Metadata-Version: 2.1
Name: tornadox
Version: 0.0.1
Summary: UNKNOWN
Author: Nicholas Krämer, Nathanael Bosch, Jonathan Schmidt
License: MIT
Platform: UNKNOWN
Requires-Python: >=3.8
Description-Content-Type: text/markdown
Provides-Extra: contrib
License-File: LICENSE

# tornadox
Lightweight, probabilistic ODE solvers.
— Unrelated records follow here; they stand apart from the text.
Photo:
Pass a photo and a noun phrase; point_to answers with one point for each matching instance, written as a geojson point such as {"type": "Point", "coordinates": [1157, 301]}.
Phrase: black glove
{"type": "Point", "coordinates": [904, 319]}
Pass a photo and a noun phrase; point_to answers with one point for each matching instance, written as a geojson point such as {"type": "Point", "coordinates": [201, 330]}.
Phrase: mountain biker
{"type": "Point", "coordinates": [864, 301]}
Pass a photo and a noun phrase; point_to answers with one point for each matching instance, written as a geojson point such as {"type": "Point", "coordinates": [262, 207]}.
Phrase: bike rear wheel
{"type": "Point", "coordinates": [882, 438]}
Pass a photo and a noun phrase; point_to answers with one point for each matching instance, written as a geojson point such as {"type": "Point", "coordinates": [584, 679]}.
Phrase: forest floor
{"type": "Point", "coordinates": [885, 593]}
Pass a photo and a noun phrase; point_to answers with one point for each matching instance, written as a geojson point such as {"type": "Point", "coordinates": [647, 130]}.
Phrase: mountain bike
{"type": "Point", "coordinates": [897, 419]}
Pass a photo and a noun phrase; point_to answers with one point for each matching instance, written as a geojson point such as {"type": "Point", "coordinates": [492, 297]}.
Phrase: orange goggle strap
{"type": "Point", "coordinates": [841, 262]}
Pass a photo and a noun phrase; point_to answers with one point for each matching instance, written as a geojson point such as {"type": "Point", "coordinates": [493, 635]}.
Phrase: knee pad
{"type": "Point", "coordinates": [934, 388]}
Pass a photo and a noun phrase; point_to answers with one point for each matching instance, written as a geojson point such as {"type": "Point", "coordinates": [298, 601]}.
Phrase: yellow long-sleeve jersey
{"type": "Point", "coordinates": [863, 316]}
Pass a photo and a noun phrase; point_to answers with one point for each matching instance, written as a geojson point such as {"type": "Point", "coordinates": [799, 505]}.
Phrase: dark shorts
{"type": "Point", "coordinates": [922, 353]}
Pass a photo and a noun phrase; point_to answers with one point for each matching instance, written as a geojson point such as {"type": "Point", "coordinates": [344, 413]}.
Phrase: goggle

Fast like the wind. 🌪️ Powered by JAX.


## Usage
Use `tornadox` as follows.

```python
import jax.numpy as jnp
from tornadox import ek0, ek1, init, step, ivp

# Create a solver. Any of the following work. 
# The signatures of all solvers coincide.
solver1 = ek0.KroneckerEK0()
solver2 = ek0.ReferenceEK0(num_derivatives=6)
solver3 = ek1.ReferenceEK1(initialization=init.TaylorMode())
solver4 = ek1.DiagonalEK1(initialization=init.RungeKutta())
solver5 = ek1.ReferenceEK1(num_derivatives=5, steprule=step.AdaptiveSteps())

# Solve an IVP
vdp = ivp.vanderpol(t0=0., tmax=1., stiffness_constant=1.0)

for solver in [solver1, solver2, solver3, solver4, solver5]:
    
    # Full solve
    print(solver)
    solver.solve(vdp)
    solver.solve(vdp, stop_at=jnp.array([1.2, 1.3]))
    
    # Only solve for the final state
    solver.simulate_final_state(vdp)
    
    # Or go straight to the generator
    for state, info in solver.solution_generator(vdp):
        pass
    print(info)
    
    print()
```


## Citation
The efficient implementation of ODE filters is explained in the paper ([link](https://arxiv.org/abs/2110.11812))
```
@misc{krämer2021probabilistic,
      title={Probabilistic ODE Solutions in Millions of Dimensions}, 
      author={Nicholas Krämer and Nathanael Bosch and Jonathan Schmidt and Philipp Hennig},
      year={2021},
      eprint={2110.11812},
      archivePrefix={arXiv},
      primaryClass={stat.ML}
}
```
Please consider citing it if you use this repository for your research.